In the Southern Province in neighbouring Zambia, the Magoye River burst its banks killing an old man and submerging several hundred homes and flooding several hectares of agricultural land. The heavy rains have washed away at least three bridges in the province. About 1,000 families have been displaced and aid workers fear that if the heavy downpour continues, the crisis could intensify.

“The situation is really bad and something needs to be done urgently before it gets worse,” said James Zulu, a spokesperson of the Zambia Red Cross Society. “What has especially compounded this problem is the fact that we did not anticipate these floods to strike this early; we knew they were imminent, but we all thought it could be somewhere in February or March.”

More rain

In the last three weeks, heavy rains have continued to pound the Western, Eastern and Northern provinces as well as in the capital, Lusaka, but its effects have not been as serious as in southern Zambia.
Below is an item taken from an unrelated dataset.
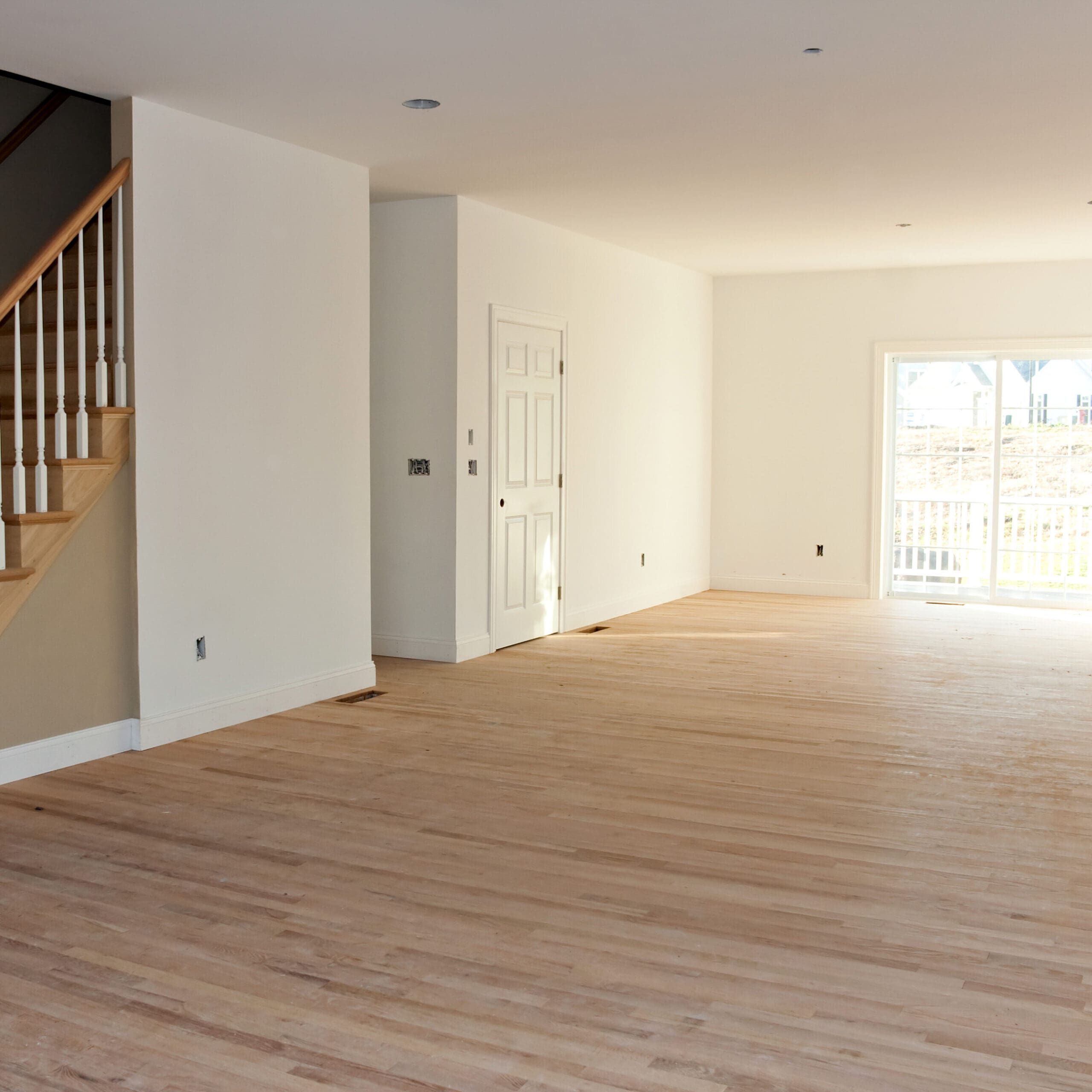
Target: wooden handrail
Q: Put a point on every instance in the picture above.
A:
(28, 126)
(64, 236)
The Zambia Meteorological Department expects the rains to continue for another three weeks.

“We are deeply concerned that this situation if left unattended to for a longer period, might lead to an increase in malaria cases and outbreaks of cholera and other waterborne diseases,” Zulu said.

But Canisius Banda, Ministry of Health spokesperson, said government had stepped up measures to avert any possible outbreaks of diseases. “We have put in place practical measures to ensure that the situation is under control; all our health facilities are well-equipped with effective drugs while presumptive treatment of malaria in pregnant women is still going on,” Banda told IRIN.

The ministry had recently distributed three million insecticide-treated nets and carried out indoor residual sprays in the Southern Province. “Even in the case of cholera, we are still safe because there is not a single case anywhere in the country at the moment,” Banda said.

Displaced families in the flooded upland areas of Southern Province near the Kariba Dam, the world’s largest manmade lake, have since taken up temporary residence in school buildings, while key commodities such as fuel and the staple food maize meal have reportedly become rare.

“We have been cut off from the rest of the country, it’s like we have been buried alive because of the bridge that was washed away – we can’t get anything because there is no other road,” Mary Siamuzhobaila, a resident of Siavonga town in the province bordering Zimbabwe, told IRIN.

“Those who have got money are now buying things in bulk because they are not sure when the road [linking Zambia to Zimbabwe] will be repaired,” she said.

Friday Malwa, deputy minister in the Office of the Vice President, which oversees the government’s Disaster Management and Mitigation Unit, said government was still assessing the floods. “We are currently supplying the affected residents with relief food but the quantity still needed would only be established after the DMMU completes its assessment.”